The simple rule is "facts in, opinions out." The model is in the room to remove friction on facts. The team owns the judgment.
After IDS, the model captures and propagates the decisions
After IDS is where the model earns its keep.
Every Issue solved in IDS produced one of three outputs. A To-Do for someone in the room. A new Rock. A decision recorded in the V/TO™ or the strategic notes.
Without an agent, those outputs get captured in the meeting notes and then someone has to remember to file the To-Dos in the task system, update the V/TO™, and notify any team members not in the room. This is where most L10® meetings leak.
With an agent, the meeting notes get parsed within minutes of the meeting ending. To-Dos are filed in the task system with the right owner, the right due date, and a reference back to the meeting. Rocks proposed in IDS show up in the next quarterly Rock draft. Decisions get logged with date and meeting attribution so the next IDS on the same topic has the history.
The team walks out of the L10®. The agent does the propagation. The next L10® opens with everything still in flight.
Why Claude specifically can do this work well
The agentic IDS pattern needs three model strengths.
First, long context. A solid IDS pass benefits from the model having the entire Issues List, the prior quarter of meeting notes, the V/TO™, and the Scorecard in working memory at once. Anthropic's Claude has very large context windows, and Claude Opus and Sonnet hold long-form structured data well. OpenAI's models do too. Both work.
Second, reasoning over messy text. Meeting notes are messy. Issues are partially formed sentences. The model has to cluster, dedupe, and rank without losing the team's intent. Reasoning-tuned models do this better than pure text generators. Claude and the most recent ChatGPT tiers both qualify.
Third, refusal to overstep. A well-aligned model will say "this seems like a leadership call, not something I should decide" when asked to solve an Issue. This is the part many teams underweight. You want a model that pushes back when asked to overreach, because that protects the IDS discipline.

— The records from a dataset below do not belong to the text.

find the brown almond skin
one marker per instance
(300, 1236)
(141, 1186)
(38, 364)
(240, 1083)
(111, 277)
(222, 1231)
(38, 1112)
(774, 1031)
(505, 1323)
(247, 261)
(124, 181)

Anthropic's research and training emphasis on honest refusal makes Claude a strong fit for this. OpenAI's models are increasingly similar. The choice is less important than the discipline around the model.
What an agentic IDS does not solve
The model will not fix a team that does not actually want to Solve.
Many EOS® companies have IDS sessions that drag because the leadership team is conflict-avoidant or because one person dominates. No model fixes that. The Implementer (the EOS® Implementer® coaching the team) is still the person who works on team health. The model removes friction. The Implementer changes culture.
If your IDS is broken because the team will not have hard conversations, do not buy an agent. Get coaching first. Add the agent when the team is ready to use the time.
FAQ
Should the model write the Issue statement? Yes, often. Many Issues are sloppy when first written. Having Claude or ChatGPT rewrite the Issue in a single sharp sentence before IDS makes Identify faster. The original author always confirms.
Can the model propose Solves? Cautiously. After the team has Identified and Discussed, asking the model "what would you propose as a Solve" can produce useful starting material. The team owns the decision. Never let the model's proposal be the Solve unless the team has actively chosen it.
What about Issues that contain confidential or personnel matter? Use enterprise tiers of Claude or ChatGPT with no training on customer data. Document a policy. Personnel-related IDS should still happen in the room, with the model not in the conversation.
EOS®, Entrepreneurial Operating System®, V/TO™, Level 10 Meeting®, L10®, IDS, Issues List, Rocks™, Scorecard, and EOS® Implementer® are concepts and trademarks of EOS Worldwide, LLC. This article is an independent practitioner perspective and is not affiliated with or endorsed by EOS Worldwide.